NxPay ordered to surrender $9 million to Zeek Receiver
Following the breakdown of negotiations that would see some $9 million in stolen Ponzi funds recovered, last December the Zeek Rewards Receiver took the matter to court.
In response to the Receiver’s filing, NxPay continued to dispute the funds belong to the Receiver, arguing that
a summary proceeding under the Agreed Order is not the appropriate way to make this determination.
NxPay would have the Receiver file a separate action against NxPay such that NxPay would have a full and fair opportunity to present their claims and defenses.
Yesterday saw a Judge acknowledge those concerns, but ordered the payment processor to surrender the $9 million in question anyway.
In his ruling, Judge Mullen stipulated that ‘a separate action would be costly and inefficient‘.
The Court finds it appropriate to freeze and safeguard these assets until a final disposition can be made.
Accordingly, NxPay is directed to pay the amount of $9,069,446.52 to the Receiver within five days of the date of this Order to be held in a segregated account.
Now that doesn’t mean they can’t press ahead with their challenge, only that it will come under existing litigation.
The parties are directed to appear for a status conference before the Court on June 24, 2015, at 10:30 a.m. in Courtroom 2-2 of the United States District Court in Charlotte.
The parties should be prepared to discuss the scheduling of the contempt hearing and whether any discovery is necessary prior to the hearing.
Given that the amount in question are undoubtedly stolen Ponzi funds, it’s unlikely that NxPay are going to win this.
Judge Mullen ordering the processor to surrender the funds brings up a question of trust, with a clear concern as to whether or not the funds might “disappear” if NxPay ultimately lose in court.
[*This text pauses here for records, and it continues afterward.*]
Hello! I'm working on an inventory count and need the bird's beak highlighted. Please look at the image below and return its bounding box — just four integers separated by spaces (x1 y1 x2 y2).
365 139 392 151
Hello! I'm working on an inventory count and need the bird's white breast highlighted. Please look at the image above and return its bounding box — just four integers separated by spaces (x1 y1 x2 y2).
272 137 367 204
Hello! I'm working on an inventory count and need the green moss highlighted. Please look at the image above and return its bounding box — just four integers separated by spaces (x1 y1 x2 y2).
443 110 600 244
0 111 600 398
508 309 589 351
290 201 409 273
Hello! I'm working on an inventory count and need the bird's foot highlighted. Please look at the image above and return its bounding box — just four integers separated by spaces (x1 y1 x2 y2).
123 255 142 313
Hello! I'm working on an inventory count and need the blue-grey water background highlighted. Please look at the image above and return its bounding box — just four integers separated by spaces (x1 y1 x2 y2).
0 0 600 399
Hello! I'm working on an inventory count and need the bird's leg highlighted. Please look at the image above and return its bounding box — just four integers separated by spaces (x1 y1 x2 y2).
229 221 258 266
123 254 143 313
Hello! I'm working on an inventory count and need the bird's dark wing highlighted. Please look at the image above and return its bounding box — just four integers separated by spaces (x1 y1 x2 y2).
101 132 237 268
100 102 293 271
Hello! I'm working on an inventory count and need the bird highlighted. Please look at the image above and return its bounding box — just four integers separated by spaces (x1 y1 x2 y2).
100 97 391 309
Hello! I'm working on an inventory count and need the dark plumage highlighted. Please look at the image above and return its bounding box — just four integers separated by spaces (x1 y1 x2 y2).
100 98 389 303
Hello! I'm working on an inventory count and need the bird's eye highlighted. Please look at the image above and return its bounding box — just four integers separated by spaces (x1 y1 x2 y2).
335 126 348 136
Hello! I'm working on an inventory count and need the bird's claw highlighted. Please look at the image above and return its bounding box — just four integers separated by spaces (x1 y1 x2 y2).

Everybody else has had to pay back their ill-gotten gains, now it’s your turn boys.
We’ll keep you posted after the June 24th hearing.
Footnote: Our thanks to Don@ASDUpdates for providing a copy of Judge Mullen’s June 1st Order.
Update 9th June 2015 – In a Motion for Reconsideration filed on June 8th, NxPay now claim they don’t have $9 million dollars to surrender.